X-Cuses: iPhone X Facial Recognition Will Not Meet Expectations

X-Cuses: iPhone X Facial Recognition Will Not Meet Expectations

In an astonishing turn of events, Apple has secretly told the press that iPhone X facial recognition will not work well. So you can pre-order an iPhone X on Friday if you want. But you may want to hold off a bit.

I assume you’re up on the self-imposed issues that Apple faces at the moment. But the short version is this: The Cupertino consumer electronics giant misfired on a new iPhone strategy this fall by launching three new models for the first time. Two of them, the iPhone 8 and 8 Plus, are old-fashioned looking and have faced battery reliability issues. And one of them, the iPhone X, is more forward-leaning in aping the near bezel-less screen design that Samsung innovated, but with a compromising “notch” at the top of the screen that even Apple’s biggest fans have described as a mistake.

I think most would forgive Apple the notch were it not for the iPhone X’s suspicious reliance on facial recognition for log-in. Unlike the previous several generations of iPhones, the iPhone X does not feature a Touch ID sensor for finger-based sign-ins. And with Apple unable to get in-screen fingerprint detection working in time for the launch, the firm went with plan B: Facial recognition.

Well, now it’s going with plan C. Which is to seed the press with the bad news that this technology does not work very well. In doing so, it can temper expectations for the product and assure that only its most-forgiving fans will buy an iPhone X, preventing the public embarrassment of rampant complaints.

“Apple quietly told suppliers they could reduce the accuracy of the face-recognition technology to make it easier to manufacture, according to people familiar with the situation,” Bloomberg reported. “A less accurate Face ID will still be far better than the existing Touch ID [but] the company’s decision to downgrade the technology for this model shows how hard it’s becoming to create cutting-edge features that consumers are hungry to try.”

I’m sorry, what? “A less accurate Face ID will still be far better than the existing Touch ID”? That cannot be true. Touch ID is fantastic. Even a full-working Face ID would likely not be as good.

Anyway, the Bloomberg report goes on to chronicle the Apple-centric history of what happened with iPhone X production: Apple was struggling to get sufficient components for the phone and needed fewer people to put it together. And the main culprit, its source say, was the 3D sensor that recognizes faces and unlocks the handset.

Apple’s “tight schedule” further complicated matters, Bloomberg says. It underestimated the complexity of making and assembling exceedingly fragile components, the sources told it. And this also explains why the iPhone X is shipping six weeks after the iPhone 8/Plus.

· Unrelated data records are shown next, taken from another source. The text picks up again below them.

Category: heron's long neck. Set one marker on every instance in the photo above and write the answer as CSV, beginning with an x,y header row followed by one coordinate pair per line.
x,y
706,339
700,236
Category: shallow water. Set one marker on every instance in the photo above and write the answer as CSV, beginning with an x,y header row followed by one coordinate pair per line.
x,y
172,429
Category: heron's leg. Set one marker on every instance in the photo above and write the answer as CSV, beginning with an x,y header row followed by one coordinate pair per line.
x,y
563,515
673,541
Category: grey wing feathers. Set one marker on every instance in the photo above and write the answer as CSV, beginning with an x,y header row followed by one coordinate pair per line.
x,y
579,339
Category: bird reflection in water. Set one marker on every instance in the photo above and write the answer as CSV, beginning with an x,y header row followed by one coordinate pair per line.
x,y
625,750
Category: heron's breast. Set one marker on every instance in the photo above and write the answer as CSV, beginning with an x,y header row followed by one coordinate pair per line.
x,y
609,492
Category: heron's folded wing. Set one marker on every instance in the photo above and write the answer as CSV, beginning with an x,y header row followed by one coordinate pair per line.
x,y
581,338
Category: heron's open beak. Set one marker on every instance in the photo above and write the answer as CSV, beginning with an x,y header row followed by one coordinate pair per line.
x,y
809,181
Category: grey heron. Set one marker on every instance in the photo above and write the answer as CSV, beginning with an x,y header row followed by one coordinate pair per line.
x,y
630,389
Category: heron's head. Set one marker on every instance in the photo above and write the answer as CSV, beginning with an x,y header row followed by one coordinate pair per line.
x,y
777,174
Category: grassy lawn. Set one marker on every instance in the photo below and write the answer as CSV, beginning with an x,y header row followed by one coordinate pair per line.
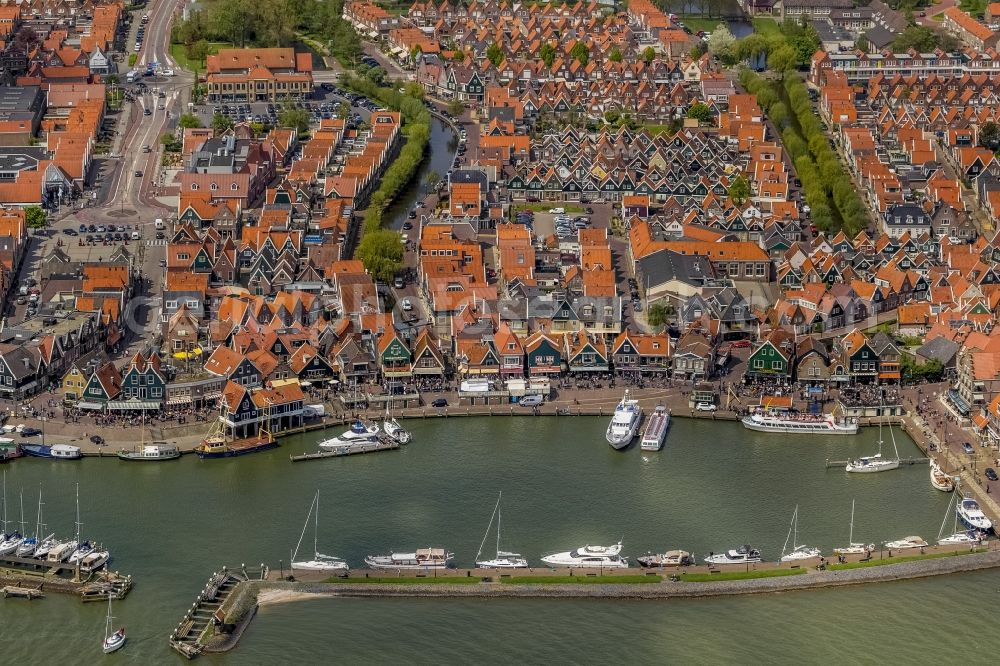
x,y
766,26
406,580
740,575
179,53
897,560
546,206
593,580
699,23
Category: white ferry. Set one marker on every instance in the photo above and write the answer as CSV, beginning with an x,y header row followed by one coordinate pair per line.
x,y
656,429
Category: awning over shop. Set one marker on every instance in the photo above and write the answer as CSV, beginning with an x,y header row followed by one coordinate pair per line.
x,y
126,405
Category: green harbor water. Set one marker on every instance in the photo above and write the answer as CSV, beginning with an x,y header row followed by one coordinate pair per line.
x,y
713,486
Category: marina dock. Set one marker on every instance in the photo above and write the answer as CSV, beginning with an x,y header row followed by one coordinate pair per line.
x,y
204,627
384,444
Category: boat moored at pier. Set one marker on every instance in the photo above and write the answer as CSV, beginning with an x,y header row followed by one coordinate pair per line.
x,y
422,558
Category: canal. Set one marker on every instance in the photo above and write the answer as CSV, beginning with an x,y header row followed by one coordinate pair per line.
x,y
713,486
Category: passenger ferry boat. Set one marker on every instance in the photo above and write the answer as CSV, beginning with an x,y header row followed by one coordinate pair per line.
x,y
422,558
589,557
656,429
775,414
624,423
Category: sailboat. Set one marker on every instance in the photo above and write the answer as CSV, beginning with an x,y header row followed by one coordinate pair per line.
x,y
503,559
853,548
391,427
876,463
799,552
320,562
9,541
112,641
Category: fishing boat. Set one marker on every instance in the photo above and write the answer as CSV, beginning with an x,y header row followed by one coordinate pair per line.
x,y
656,429
56,451
624,423
319,562
775,414
970,515
743,555
359,433
939,479
112,641
150,452
957,537
421,559
853,548
671,558
589,557
906,543
798,552
504,559
391,427
875,463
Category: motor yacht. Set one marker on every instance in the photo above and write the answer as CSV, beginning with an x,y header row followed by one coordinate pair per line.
x,y
589,557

As you may know, the facial scanner in the iPhone X is based on the technology that Microsoft first used, disastrously, in its Xbox Kinect sensor. This probably explains why it works so poorly: If Microsoft could never perfect this in a relatively huge device, how could Apple’s component makers ever fit the technology into “a space a few centimeters across and millimeters deep”?

This has the makings of a disaster, and in the sense that it’s always tough to bet on first-gen technology, you might want to just take a year off on this one. I’m sure the iPhone XS (“excess”) will get it right in late 2018.

And Bloomberg has come to the same conclusion I have: Apple will likely sell fewer handsets in a launch quarter than it did the year before for the first time ever.

“Signs of weakness in iPhone 8 sales means Apple could sell fewer handsets than last year, despite all the fanfare surrounding the iPhone X,” it notes. Yep.